WASATCH COUNTY, Utah – On Friday, August 27, a conservation officer for the Utah Division of Wildlife Resources (DWR) received a report of a sandhill crane that damaged a vehicle at River’s Edge Campground near Heber City.
During the investigation, the officer found that his car had suffered the damage. The officer later learned that another resident’s vehicle had also been damaged by the bird within the past two weeks.
The campsite manager confirmed the bird has damaged several vehicles and other RV property in recent years.
The bird’s aggression had not been reported to DWR prior to the incident last week.
Although the campsite manager tried to scare the bird away over the years, he consistently returned and acted similarly.

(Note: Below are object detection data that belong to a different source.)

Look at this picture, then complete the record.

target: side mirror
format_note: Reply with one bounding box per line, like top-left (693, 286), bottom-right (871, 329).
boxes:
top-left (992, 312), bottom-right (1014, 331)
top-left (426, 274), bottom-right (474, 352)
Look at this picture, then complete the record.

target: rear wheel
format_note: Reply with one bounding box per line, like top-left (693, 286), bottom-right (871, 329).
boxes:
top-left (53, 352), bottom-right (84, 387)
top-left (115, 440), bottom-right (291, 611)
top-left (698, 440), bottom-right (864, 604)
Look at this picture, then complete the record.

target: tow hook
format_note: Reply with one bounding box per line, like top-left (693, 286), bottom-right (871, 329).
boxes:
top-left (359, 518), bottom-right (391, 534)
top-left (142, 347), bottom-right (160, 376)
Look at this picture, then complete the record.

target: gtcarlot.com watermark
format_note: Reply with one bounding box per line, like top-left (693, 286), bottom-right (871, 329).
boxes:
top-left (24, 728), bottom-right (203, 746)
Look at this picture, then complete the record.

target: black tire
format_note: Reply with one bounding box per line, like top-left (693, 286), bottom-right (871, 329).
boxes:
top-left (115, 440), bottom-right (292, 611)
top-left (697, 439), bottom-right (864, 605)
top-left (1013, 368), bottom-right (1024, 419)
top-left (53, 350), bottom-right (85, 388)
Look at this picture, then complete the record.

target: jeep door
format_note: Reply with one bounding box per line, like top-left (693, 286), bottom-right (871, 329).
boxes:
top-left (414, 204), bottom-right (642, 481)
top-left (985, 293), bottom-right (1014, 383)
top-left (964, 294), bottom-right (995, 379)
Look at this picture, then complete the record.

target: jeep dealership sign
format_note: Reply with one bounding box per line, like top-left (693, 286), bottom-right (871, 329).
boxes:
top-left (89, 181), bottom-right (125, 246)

After contacting the veterinarians at DWR and Utah State University (USU), officials learned that the birds were behaving abnormally and exhibiting symptoms common to a neurological condition such as West Nile virus or toxin ingestion.
DWR was recommended to euthanize the bird and its partner (a female sand hill crane that also visited the area) and perform an autopsy to assess their behavior.
According to Faith Jolley, DWR public information officer, the DWR considered the bird’s behavior to be a public safety issue.
Because of possible conflicts of interest, the PWR officer whose vehicle was damaged was not involved in the decision to euthanize the birds.
After the arrival of the DWR biologists, the birds flew from the campsite to nearby public land. The DWR staff located the birds there and the male was euthanized. The female bird flew away and could not be located.
The male sand hill crane was delivered to the USU laboratory on August 30 for an autopsy and disease / toxin testing. The results of the tests are not yet available to the DWR.
“We understand that this has been a difficult experience for many wildlife enthusiasts in the area. Our job is to manage wildlife, but also to keep the public safe, ”said Jolley.
“The DWR followed its euthanization policy in this incident to repair damage and prevent potential public health threats from the sand hill cranes. Although these cranes may be used to being around people at this campsite, they are still wild animals and can be dangerous if they lose their fear of people.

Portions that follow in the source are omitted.